Dans la série "une rivière, un pêcheur", j'ai souhaité ce mois ci vous présenter quelqu'un pour qui j'ai beaucoup d'admiration et d'estime : Jean-Luc CAZAUX, appelé aussi JLC. Ce n'est pas une surprise qu'il nous décrive ici l'Adour. Véritable amoureux de "sa" rivière, Jean-Luc la protège comme ses fils.

Technicien rivière, Président de l'AAPPMA de la Gaule Bigourdane (Bagnères-de-Bigorre), 2ème Vice-Président de la Fédération des Hautes-Pyrénées pour la Pêche et la Protection du Milieu Aquatique, Jean-Luc CAZAUX est impliqué de façon importante dans le monde halieutique associatif et professionnel. Je pense sincèrement que si l'Adour est si belle aujourd'hui, c'est avant tout grâce à lui. Son implication de tous les instants, ses compétences et connaissances, ses projets, ces luttes incessantes pour la protection de la rivière, sauvent quotidiennement l'Adour des agressions qu'elle aurait pu subir.



Jean-Luc doit beaucoup à l'Adour mais l'Adour doit énormément à Jean-Luc CAZAUX.


L'Adour, rivière chère à Jean-Luc CAZAUX



Monsieur CAZAUX, c'est à vous :

JLC :
Je m'appelle Jean-Luc CAZAUX, j'ai 48 ans et je suis Technicien Rivière. J'habite à Bagnères-de-Bigorre, lieu idéal pour mes loisirs que sont la pêche, la montagne et la photo. J'ai choisi de présenter l'Adour ou plutôt les Adours.

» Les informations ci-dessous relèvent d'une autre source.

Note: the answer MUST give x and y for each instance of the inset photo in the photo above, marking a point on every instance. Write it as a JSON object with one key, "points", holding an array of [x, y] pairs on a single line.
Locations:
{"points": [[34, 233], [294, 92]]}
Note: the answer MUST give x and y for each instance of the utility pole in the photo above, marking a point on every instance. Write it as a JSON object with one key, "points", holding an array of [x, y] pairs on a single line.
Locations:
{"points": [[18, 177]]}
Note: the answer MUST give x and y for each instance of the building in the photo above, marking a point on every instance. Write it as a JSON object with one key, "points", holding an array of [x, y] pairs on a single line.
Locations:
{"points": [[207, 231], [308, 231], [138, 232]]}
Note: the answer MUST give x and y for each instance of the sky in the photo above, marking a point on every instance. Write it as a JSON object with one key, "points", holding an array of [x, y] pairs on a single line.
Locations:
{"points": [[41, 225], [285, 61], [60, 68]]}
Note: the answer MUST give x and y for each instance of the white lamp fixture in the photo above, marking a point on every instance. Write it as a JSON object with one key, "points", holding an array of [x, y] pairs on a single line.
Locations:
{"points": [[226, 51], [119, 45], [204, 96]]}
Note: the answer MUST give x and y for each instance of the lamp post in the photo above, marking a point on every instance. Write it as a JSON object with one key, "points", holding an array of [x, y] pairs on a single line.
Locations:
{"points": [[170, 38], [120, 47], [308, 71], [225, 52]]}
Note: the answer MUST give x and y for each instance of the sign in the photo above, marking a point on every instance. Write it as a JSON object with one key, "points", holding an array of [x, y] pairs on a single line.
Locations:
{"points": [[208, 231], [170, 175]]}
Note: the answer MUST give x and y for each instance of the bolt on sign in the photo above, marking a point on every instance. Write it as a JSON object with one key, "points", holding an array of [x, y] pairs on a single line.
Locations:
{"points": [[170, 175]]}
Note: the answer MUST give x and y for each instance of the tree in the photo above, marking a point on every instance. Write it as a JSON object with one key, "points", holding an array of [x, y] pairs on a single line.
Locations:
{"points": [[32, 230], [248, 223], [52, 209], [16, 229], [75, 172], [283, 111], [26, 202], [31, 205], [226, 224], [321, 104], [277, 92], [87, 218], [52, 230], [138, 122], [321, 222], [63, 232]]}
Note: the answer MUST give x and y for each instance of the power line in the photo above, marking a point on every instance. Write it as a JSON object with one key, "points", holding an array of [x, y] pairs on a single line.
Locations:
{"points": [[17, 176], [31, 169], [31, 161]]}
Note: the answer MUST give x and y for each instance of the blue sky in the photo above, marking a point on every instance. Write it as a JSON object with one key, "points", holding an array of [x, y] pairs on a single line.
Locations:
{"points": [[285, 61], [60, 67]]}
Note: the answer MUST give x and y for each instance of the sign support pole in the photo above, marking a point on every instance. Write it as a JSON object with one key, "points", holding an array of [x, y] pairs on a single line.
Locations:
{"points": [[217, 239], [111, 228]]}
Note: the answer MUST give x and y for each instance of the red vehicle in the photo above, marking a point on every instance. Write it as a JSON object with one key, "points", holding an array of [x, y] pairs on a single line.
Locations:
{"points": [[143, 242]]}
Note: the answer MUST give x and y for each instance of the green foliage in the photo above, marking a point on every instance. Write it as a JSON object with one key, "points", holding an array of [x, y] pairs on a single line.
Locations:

L'Adour est un des cinq plus grands fleuves de France. Dans sa partie amont, on trouve les Adours :

- l'Adour du Garret descend du pied du col du Bastan en passant par les lacs de la Hourquette, se mélange avec les eaux du lac d'Arrédoun, passe par le lac de Campana, Gréziolle et Caderolle puis forme de magnifiques cascades.


L'Adour du Garret


- l'Adour du Tourmalet, un peu tristounet avec sa traversée sous la station de ski de la Mongie,
- l'Adour d'Arrize, rapide comme l'éclair.

Les trois réunies forment l'Adour de Gripp, royaume de la fée électricité, tout comme l'Adour de Payolle qui rejoint l'Adour de Gripp à Sainte Marie de Campan.


L'Adour de Payolle, amputée par l'hydroélectricité

Sans oublier bien sûr un peu plus en aval, l'Adour de Lesponne, rivière encore naturelle qui est pour moi une référence. Bien sûr la pêche y est capricieuse, mais le milieu est tellement beau. Il arrive quelques fois de ne pas toucher un poisson sur deux sortie et la fois suivante du poisson partout. Aller savoir.

Toutes ces sources du domaine piscicole où règne dame fario est pour moi une raison de vivre.

Chaque année qui passe, je découvre de nouveaux paysages de ce fleuve torrentueux. J'ai la chance de pouvoir lui rendre visite souvent grâce à ma situation professionnelle. C'est un peu mon jardin. Si la partie entre Bagnères et Montagaillard n'a plus de secret pour moi (je connais le moindre méandre, courant, je dirai presque chaque bloc), l'Adour est cependant un torrent capricieux et les cailloux bougent beaucoup.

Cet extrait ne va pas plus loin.